Katanya sambil memandang ke arah boneka yang dibakar itu dengan mulut cemberut.
"Bukankah lebih berguna membakar bebek-bebek ini?"
Kam Hong tersenyum.
"Engkau pandai sekali, Ci Sian. Di tempat seperti ini engkau bisa mencari makanan."
Kam Hong membakar boneka dan Ci Sian membakar dua ekor burung. Daging burung sudah matang, akan tetapi boneka itu tidak juga hancur! Hanya gosong saja! Padahal pakaian yang dipakai boneka itu sudah hancur sama sekali. Boneka kecil itu kini telanjang, akan tetapi tubuhnya masih utuh!

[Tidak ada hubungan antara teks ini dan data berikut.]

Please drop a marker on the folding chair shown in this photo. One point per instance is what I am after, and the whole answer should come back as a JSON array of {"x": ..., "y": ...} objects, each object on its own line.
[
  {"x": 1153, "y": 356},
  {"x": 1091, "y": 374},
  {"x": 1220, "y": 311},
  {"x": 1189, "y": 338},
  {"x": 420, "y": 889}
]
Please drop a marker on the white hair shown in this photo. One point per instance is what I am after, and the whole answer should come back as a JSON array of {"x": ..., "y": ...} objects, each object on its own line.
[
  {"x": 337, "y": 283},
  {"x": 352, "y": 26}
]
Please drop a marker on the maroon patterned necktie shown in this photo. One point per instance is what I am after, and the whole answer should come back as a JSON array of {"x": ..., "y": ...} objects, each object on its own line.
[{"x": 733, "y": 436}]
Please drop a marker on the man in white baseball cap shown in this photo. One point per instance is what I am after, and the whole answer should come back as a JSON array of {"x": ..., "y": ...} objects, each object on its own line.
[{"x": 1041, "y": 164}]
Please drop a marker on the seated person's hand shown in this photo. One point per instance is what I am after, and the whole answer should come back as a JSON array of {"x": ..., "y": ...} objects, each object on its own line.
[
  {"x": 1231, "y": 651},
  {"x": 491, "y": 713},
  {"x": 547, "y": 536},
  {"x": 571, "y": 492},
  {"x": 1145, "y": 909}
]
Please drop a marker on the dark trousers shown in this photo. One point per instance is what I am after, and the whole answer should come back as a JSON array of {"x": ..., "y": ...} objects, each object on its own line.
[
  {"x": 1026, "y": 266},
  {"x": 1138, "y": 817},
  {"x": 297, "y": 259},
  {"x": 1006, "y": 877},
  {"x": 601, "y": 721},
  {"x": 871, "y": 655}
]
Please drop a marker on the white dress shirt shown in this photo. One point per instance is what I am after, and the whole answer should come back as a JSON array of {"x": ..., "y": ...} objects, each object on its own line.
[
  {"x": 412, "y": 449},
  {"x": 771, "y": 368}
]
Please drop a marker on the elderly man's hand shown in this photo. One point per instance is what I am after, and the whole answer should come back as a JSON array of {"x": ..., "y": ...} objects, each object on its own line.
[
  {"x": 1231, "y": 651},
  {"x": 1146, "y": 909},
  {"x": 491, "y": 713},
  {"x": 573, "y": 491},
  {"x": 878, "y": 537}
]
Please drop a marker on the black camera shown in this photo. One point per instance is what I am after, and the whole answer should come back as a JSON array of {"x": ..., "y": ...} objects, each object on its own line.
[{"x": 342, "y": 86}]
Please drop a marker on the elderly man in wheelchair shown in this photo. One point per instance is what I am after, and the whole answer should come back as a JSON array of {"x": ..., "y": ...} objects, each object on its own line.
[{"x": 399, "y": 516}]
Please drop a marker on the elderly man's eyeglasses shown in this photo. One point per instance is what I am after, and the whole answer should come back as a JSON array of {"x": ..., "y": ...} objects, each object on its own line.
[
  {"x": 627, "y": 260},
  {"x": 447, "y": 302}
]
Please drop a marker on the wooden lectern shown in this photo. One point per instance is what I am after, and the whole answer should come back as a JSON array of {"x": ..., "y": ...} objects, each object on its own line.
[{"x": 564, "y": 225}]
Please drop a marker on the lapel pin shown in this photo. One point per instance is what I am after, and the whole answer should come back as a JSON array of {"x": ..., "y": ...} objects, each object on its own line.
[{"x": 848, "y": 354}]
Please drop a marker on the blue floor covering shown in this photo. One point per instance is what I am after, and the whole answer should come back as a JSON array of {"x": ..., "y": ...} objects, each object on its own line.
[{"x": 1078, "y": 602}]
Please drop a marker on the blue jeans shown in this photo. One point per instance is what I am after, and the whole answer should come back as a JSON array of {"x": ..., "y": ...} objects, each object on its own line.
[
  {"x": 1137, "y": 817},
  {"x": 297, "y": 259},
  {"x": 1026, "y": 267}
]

"Sungguh ajaib. Boneka apa ini, dibakar tidak rusak?"
Ci Sian menjadi tertarik dan sambil makan daging burung mereka lalu menambah kayu bakar memperbesar api untuk terus membakar boneka itu sampai hancur.
Sinar api menciptakan pemandangan yang mentakjubkan. Sinar api itu terpantul oleh bongkahan es yang besar-besar itu, dan timbullah beraneka warna gemilang seperti pelangi di mana-mana. Mereka merasa aneh, seolah-olah mereka berada di dalam dunia lain, atau dalam dunia mimpi anak-anak yang amat luar biasa. Seperti berada di dalam ruangan penuh dengan cermin. Bayangan mereka berdua nampak di mana-mana, akan tetapi bayangan-bayangan itu menjadi aneh bentuknya seperti ada ratusan buah cermin palsu mengelilingi mereka, ada yang membuat mereka menjadi berbentuk gemuk sekali, ada yang membuat mereka menjadi tinggi kurus dengan muka pletat-pletot lucu sekali. Dua ekor burung panggang sudah mereka makan habis, akan tetapi boneka itu masih tetap utuh!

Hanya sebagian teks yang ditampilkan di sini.